Periodismo. Libertad de prensa: un retroceso que enciende alarmas en América
El Índice Chapultepec 2025 confirma un deterioro regional en la libertad de expresión y de prensa. Argentina figura entre los países “en restricción”. Es imperioso cesar el contexto de ataques y estigmatizaciones contra el periodismo.
La más reciente edición del Índice Chapultepec de Libertades de Expresión y de Prensa vuelve a encender señales de alerta en el continente.
El informe elaborado por la Sociedad Interamericana de Prensa (SIP) examina la situación del periodismo en 23 países de América entre noviembre de 2024 y el mismo mes de 2025, y su conclusión es preocupante: las condiciones para el ejercicio del periodismo atraviesan uno de los momentos más complejos de los últimos años.
El promedio regional apenas alcanza los 47 puntos sobre 100, el nivel más bajo desde que se realiza esta medición.
El informe describe un deterioro marcado por agresiones, violencia, hostigamiento político, presiones económicas y marcos legales que limitan el trabajo de los medios.
En ese escenario, sólo un país aparece en la categoría de plena libertad de expresión: República Dominicana. En el grupo de naciones con baja restricción se ubican, entre otros, Chile, Canadá, Brasil y Uruguay.
Sin embargo, el mapa regional exhibe un crecimiento de los países donde la libertad de prensa enfrenta limitaciones. Nicaragua y Venezuela ocupan los últimos lugares y son considerados como naciones sin libertad de expresión. Entremedio aparecen países con altos niveles de restricción, donde se registran persecuciones judiciales, violencia contra periodistas y presiones políticas destinadas a silenciar voces críticas.
Argentina se ubica en la categoría “en restricción”, con poco más de 53 puntos. El informe señala un incremento de ataques digitales, episodios de estigmatización contra periodistas y también agresiones físicas.
A esto se suma una evaluación crítica sobre la actuación estatal en la lucha contra la desinformación y en la prevención de la violencia y la impunidad contra los medios.

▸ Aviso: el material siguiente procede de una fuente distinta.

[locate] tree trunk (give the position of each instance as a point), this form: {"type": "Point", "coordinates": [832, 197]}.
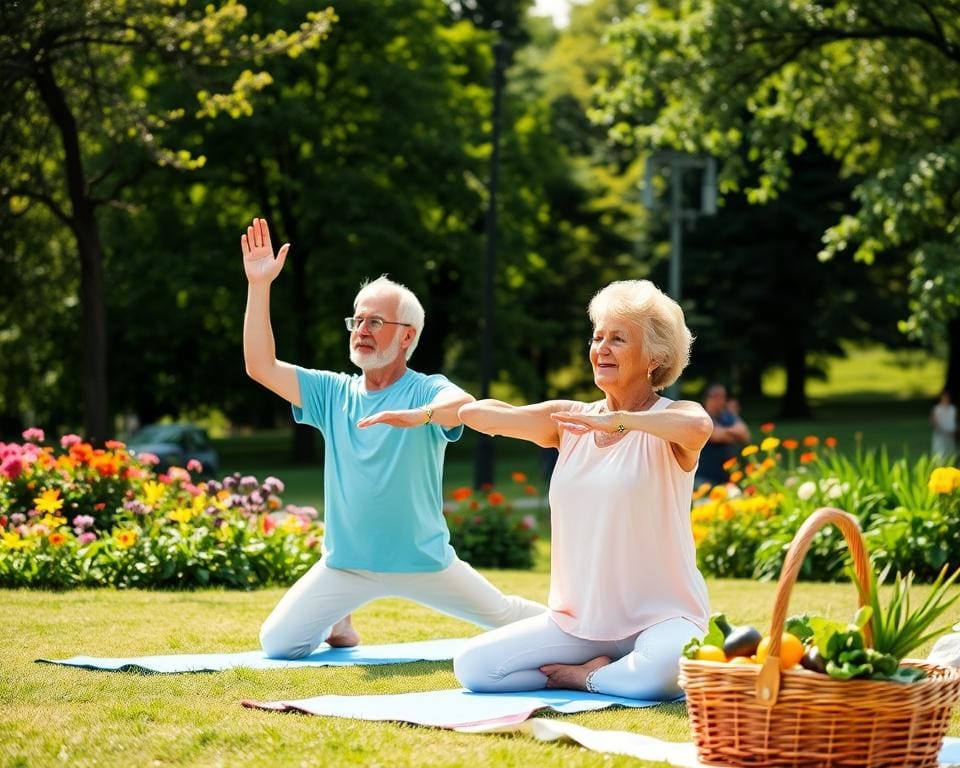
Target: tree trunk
{"type": "Point", "coordinates": [84, 225]}
{"type": "Point", "coordinates": [952, 383]}
{"type": "Point", "coordinates": [794, 404]}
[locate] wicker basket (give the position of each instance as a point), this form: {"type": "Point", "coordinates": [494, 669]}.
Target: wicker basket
{"type": "Point", "coordinates": [746, 715]}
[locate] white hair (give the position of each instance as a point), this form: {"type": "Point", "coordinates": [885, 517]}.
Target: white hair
{"type": "Point", "coordinates": [409, 308]}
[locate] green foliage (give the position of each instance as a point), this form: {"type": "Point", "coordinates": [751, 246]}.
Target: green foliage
{"type": "Point", "coordinates": [756, 82]}
{"type": "Point", "coordinates": [488, 530]}
{"type": "Point", "coordinates": [909, 511]}
{"type": "Point", "coordinates": [898, 630]}
{"type": "Point", "coordinates": [95, 518]}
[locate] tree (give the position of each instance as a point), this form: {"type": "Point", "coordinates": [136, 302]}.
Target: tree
{"type": "Point", "coordinates": [872, 82]}
{"type": "Point", "coordinates": [81, 79]}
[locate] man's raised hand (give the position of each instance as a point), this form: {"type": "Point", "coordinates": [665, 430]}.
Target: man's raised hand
{"type": "Point", "coordinates": [258, 260]}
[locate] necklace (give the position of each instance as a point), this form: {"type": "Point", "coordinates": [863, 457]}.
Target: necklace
{"type": "Point", "coordinates": [603, 439]}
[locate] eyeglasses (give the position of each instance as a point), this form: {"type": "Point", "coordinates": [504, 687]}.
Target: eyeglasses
{"type": "Point", "coordinates": [374, 324]}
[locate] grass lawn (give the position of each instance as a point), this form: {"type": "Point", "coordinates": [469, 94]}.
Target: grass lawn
{"type": "Point", "coordinates": [59, 716]}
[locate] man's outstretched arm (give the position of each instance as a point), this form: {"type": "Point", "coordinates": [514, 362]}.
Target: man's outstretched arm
{"type": "Point", "coordinates": [259, 347]}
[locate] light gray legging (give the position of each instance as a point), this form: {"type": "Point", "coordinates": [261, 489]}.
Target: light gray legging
{"type": "Point", "coordinates": [645, 665]}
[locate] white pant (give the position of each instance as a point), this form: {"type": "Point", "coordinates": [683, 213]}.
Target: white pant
{"type": "Point", "coordinates": [645, 665]}
{"type": "Point", "coordinates": [322, 596]}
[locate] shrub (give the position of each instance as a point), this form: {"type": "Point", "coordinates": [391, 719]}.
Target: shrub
{"type": "Point", "coordinates": [86, 517]}
{"type": "Point", "coordinates": [909, 512]}
{"type": "Point", "coordinates": [488, 531]}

No es un escenario comparable con los regímenes abiertamente autoritarios del continente. Sin embargo, el deterioro que describe el índice es un dato que merece atención. La degradación del clima para el periodismo suele comenzar con discursos hostiles y con intentos de deslegitimar la tarea de los medios. Luego aparecen presiones políticas, restricciones al acceso a la información y episodios de violencia.
Las redes sociales amplifican campañas de hostigamiento, y las presiones económicas también afectan la independencia editorial de muchos medios.
Ese escenario genera un círculo peligroso. Cuando la prensa pierde libertad, también pierde fuerza la capacidad de la sociedad para controlar al poder. La información se vuelve más frágil y el debate público se deteriora.
Las autoridades tienen que garantizar condiciones seguras y respetuosas para el trabajo periodístico, abandonar discursos que estigmaticen a la prensa, investigar las agresiones contra periodistas y asegurar el acceso a la información pública.
Los gobiernos deben entender que la democracia se fortalece con más libertad. Y tienen que actuar en consecuencia. Cuando están en juego las libertades de prensa y de expresión, se afecta la calidad misma del sistema democrático.
El respeto por el trabajo periodístico no puede quedar librado a coyunturas políticas ni a disputas ideológicas: es un compromiso básico de cualquier sociedad que aspire a sostener instituciones libres.